Chadwick • Elgar Chadwick: Symphonic Sketches; Elgar: Enigma Variations BBC National Orchestra of Wales/Andrew Constantine Orchid Classics ORC100074
George Chadwick, best known as a director of the New England Conservatory, was several years Elgar’s senior, and an enthusiast – with reservations – for his British colleague’s music. If Elgar became the quintessentially English composer, despite being in many ways an outsider to the establishment, Chadwick could lay claim to being soundly American, exploring a budding national style in the shadow of Dvořák’s New World Symphony.
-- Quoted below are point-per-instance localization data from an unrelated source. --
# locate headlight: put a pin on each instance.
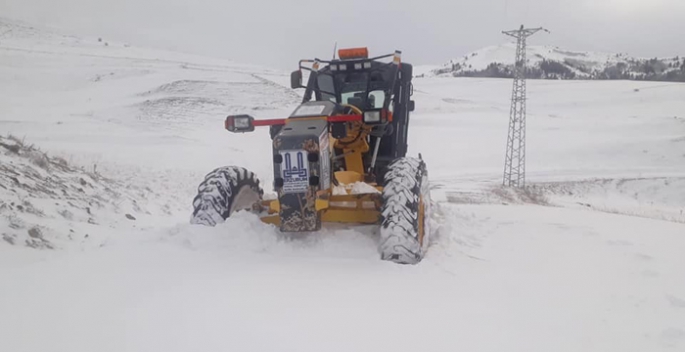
(241, 123)
(372, 117)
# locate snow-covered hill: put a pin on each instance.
(590, 258)
(550, 62)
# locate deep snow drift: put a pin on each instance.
(590, 258)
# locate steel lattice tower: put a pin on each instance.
(515, 160)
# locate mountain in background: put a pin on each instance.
(549, 62)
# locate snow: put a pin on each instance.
(590, 259)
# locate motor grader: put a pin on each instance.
(340, 157)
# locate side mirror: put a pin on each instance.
(296, 79)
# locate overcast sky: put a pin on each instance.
(279, 32)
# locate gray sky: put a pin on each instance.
(279, 32)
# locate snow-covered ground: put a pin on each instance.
(590, 258)
(578, 64)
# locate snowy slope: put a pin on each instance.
(554, 62)
(507, 271)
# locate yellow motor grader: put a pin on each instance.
(339, 157)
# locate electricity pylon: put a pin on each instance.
(515, 160)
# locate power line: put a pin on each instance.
(515, 159)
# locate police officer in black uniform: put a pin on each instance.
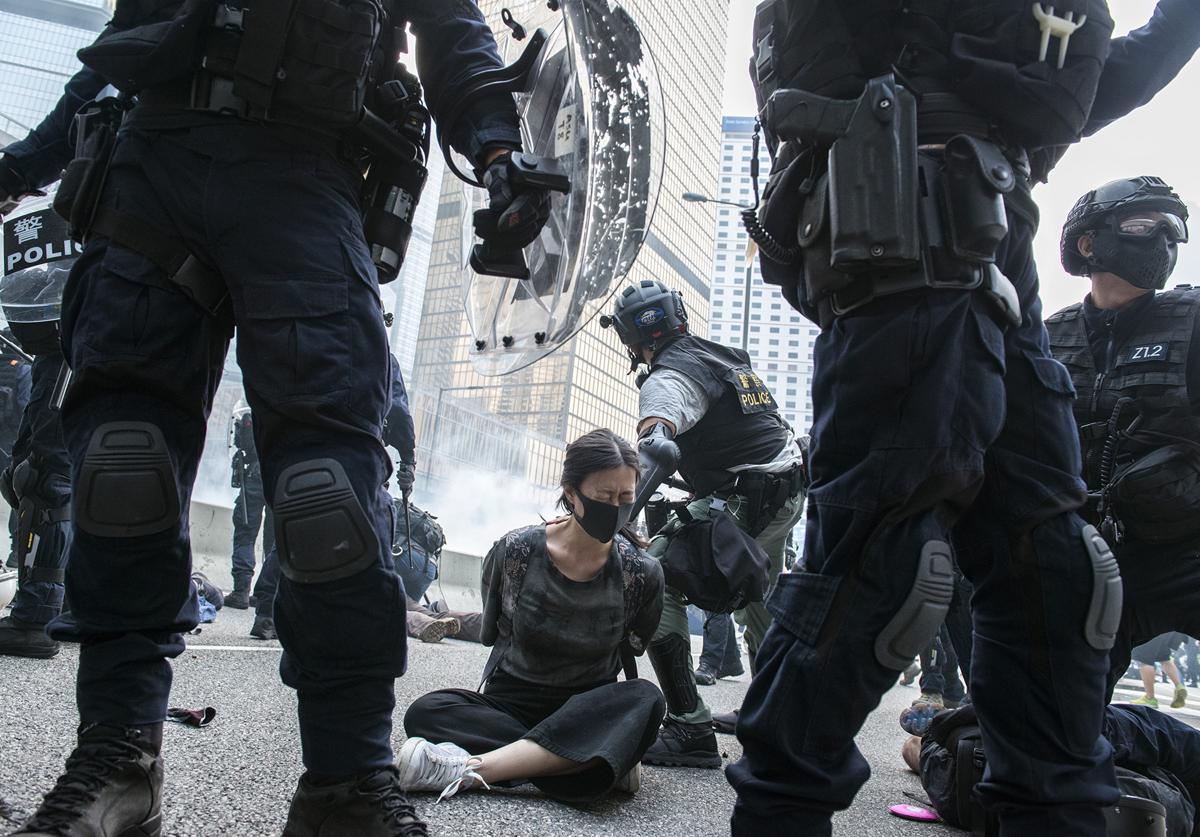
(239, 173)
(246, 475)
(15, 385)
(399, 432)
(15, 390)
(1134, 357)
(36, 481)
(736, 452)
(899, 217)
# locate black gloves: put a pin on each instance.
(516, 210)
(406, 475)
(6, 488)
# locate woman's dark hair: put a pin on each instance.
(597, 451)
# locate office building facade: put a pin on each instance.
(39, 41)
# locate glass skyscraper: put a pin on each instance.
(39, 40)
(780, 341)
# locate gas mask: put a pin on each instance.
(603, 521)
(1140, 248)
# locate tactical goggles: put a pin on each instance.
(1146, 224)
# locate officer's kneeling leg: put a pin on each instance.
(340, 615)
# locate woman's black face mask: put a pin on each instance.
(603, 521)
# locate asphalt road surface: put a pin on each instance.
(237, 776)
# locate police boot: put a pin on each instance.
(263, 628)
(25, 639)
(371, 805)
(239, 597)
(112, 787)
(679, 745)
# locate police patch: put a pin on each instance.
(649, 317)
(753, 393)
(1146, 354)
(35, 239)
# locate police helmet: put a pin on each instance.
(648, 314)
(1099, 214)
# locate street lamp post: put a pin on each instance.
(697, 198)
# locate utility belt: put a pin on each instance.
(763, 494)
(885, 214)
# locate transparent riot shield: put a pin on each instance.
(37, 257)
(593, 106)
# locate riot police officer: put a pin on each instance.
(400, 433)
(1134, 357)
(899, 217)
(15, 390)
(246, 475)
(15, 385)
(737, 453)
(231, 197)
(36, 481)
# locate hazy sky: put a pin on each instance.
(1158, 139)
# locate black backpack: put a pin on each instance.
(952, 763)
(953, 760)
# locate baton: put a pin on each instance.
(408, 536)
(11, 344)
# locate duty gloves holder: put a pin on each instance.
(519, 185)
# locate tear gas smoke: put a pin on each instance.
(477, 507)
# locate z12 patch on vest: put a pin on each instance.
(753, 393)
(1146, 353)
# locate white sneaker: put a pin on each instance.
(448, 768)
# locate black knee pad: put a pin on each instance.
(671, 662)
(917, 621)
(127, 483)
(1108, 592)
(322, 533)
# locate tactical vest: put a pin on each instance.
(742, 425)
(969, 60)
(1151, 367)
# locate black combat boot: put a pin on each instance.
(684, 745)
(726, 722)
(239, 597)
(679, 745)
(365, 806)
(263, 628)
(112, 787)
(25, 639)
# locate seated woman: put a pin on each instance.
(561, 601)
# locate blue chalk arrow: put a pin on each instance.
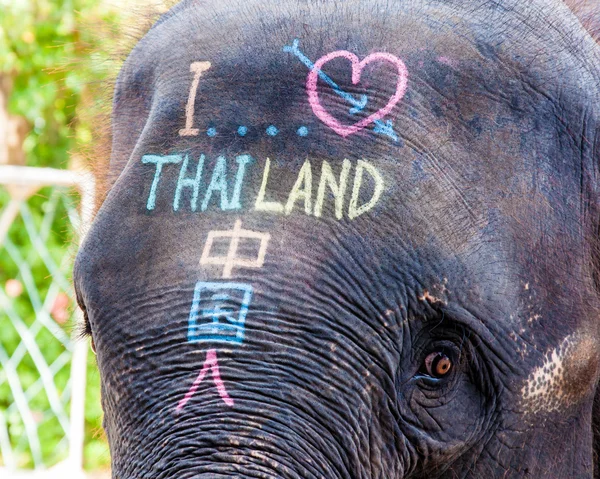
(384, 128)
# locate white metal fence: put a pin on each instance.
(42, 364)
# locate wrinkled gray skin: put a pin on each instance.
(480, 250)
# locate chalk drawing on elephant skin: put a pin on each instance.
(197, 68)
(218, 315)
(376, 118)
(231, 260)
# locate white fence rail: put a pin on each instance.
(42, 365)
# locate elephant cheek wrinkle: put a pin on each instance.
(565, 376)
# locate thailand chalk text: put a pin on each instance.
(223, 187)
(221, 184)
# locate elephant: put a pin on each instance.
(351, 239)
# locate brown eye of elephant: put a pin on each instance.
(438, 364)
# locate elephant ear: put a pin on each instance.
(588, 12)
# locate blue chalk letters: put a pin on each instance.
(159, 161)
(219, 312)
(218, 185)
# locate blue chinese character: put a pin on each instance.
(219, 312)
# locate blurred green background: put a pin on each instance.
(57, 60)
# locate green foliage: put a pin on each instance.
(57, 53)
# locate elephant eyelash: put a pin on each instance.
(83, 330)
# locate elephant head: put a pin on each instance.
(351, 240)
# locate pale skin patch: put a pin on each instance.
(565, 376)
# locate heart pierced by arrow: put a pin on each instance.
(357, 68)
(211, 363)
(380, 126)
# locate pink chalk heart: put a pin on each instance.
(357, 68)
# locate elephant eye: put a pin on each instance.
(437, 365)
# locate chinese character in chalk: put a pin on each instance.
(231, 259)
(219, 312)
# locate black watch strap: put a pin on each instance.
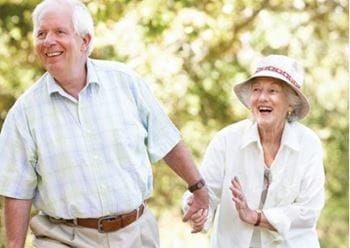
(197, 185)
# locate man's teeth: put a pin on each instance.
(53, 54)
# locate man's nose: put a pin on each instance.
(49, 39)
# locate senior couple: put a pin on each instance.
(78, 145)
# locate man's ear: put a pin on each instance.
(86, 41)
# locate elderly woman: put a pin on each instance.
(265, 174)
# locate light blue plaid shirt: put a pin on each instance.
(85, 158)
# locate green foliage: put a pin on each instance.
(192, 53)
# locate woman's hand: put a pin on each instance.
(245, 213)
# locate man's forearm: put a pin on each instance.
(17, 213)
(180, 161)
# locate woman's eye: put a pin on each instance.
(40, 35)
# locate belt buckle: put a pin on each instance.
(101, 219)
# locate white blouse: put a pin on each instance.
(296, 192)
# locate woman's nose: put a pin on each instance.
(263, 96)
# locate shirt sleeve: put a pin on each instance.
(17, 157)
(162, 135)
(305, 210)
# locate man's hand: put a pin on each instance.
(245, 213)
(198, 209)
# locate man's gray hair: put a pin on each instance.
(81, 17)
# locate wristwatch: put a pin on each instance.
(259, 212)
(197, 185)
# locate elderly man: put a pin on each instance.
(78, 145)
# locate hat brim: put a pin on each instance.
(242, 91)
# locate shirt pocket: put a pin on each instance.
(287, 193)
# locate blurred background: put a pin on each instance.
(192, 52)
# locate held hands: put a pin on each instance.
(245, 213)
(197, 211)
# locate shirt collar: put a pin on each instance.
(92, 78)
(289, 136)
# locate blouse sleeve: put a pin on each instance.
(305, 210)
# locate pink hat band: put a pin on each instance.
(279, 71)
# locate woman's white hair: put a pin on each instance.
(293, 99)
(81, 17)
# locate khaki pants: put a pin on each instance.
(142, 233)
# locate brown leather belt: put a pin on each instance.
(109, 223)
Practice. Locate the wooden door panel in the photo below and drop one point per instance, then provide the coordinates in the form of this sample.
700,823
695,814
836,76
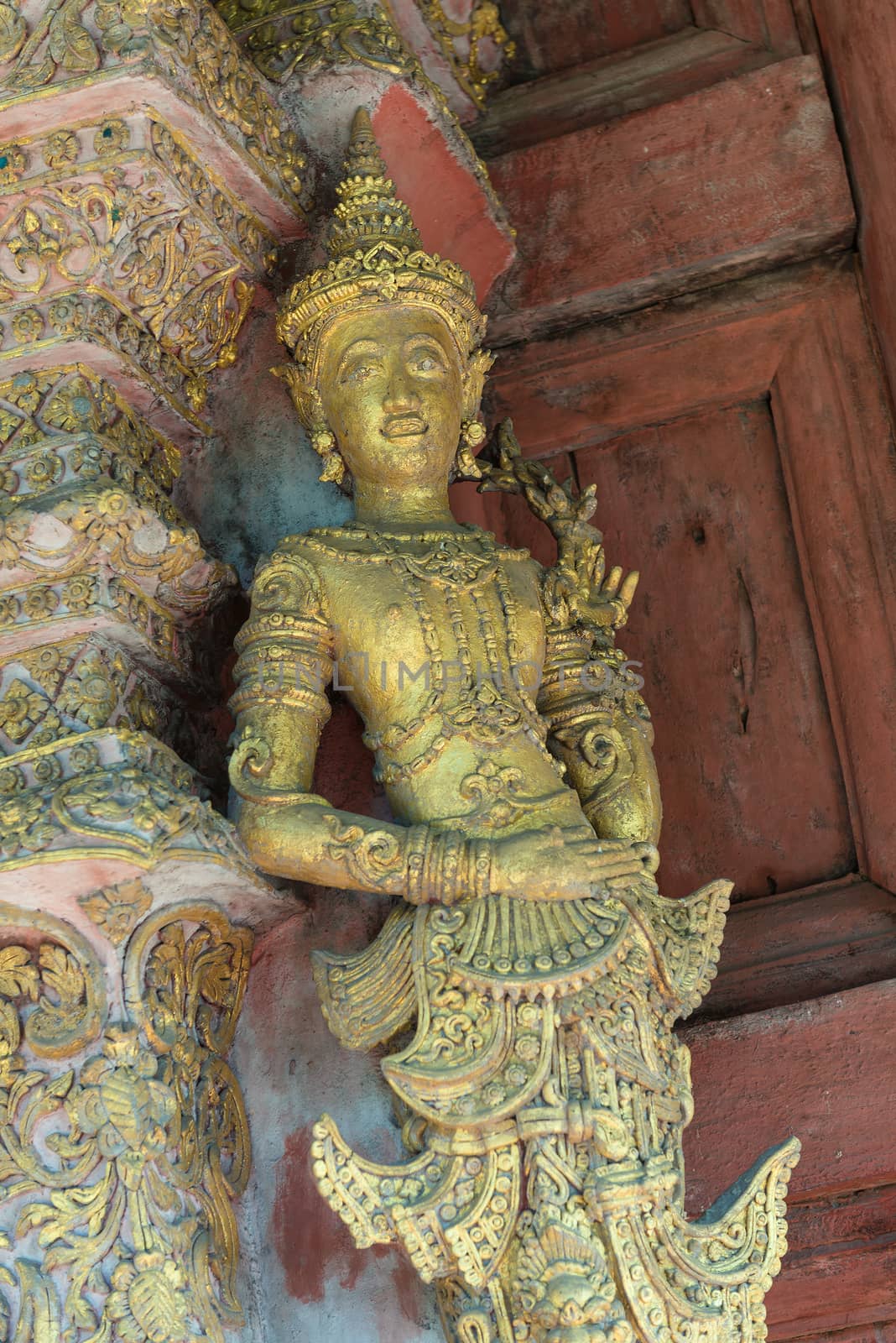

Both works on this disc carry extra-musical associations: in Elgar’s case, his ‘friends pictured within’, and in Chadwick’s four short rhymes (including two lines of Shakespeare) on popular topics of the time, like Christmas (Noël) and Hobgoblins.
Just because a piece isn’t an out-and-out masterpiece is no reason not to hear it. Although Chadwick’s idiom is similar to Elgar’s, his Symphonic Sketches sound dated in a way Elgar doesn’t: he transcended his era with his extra sensitivity and imagination. Victorian sentimentality, or its American equivalent, is out in force. Yet his orchestration is splendidly imaginative and colourful and there’s an appealing zing to the first movement, ‘Jubilee’ (though in this day and age one might find the jaunty picture of ‘vagabonds’ in the finale less appealing).
Elgar’s Enigma Variations comes out a little less well in this performance. It has its moments: Constantine works up ‘Nimrod’ to a point of satisfying high intensity. Elsewhere, though, the energy feels much lower and tempos sometimes turn a bit sluggish as in ‘R.B.T.’ and ‘Dorabella’.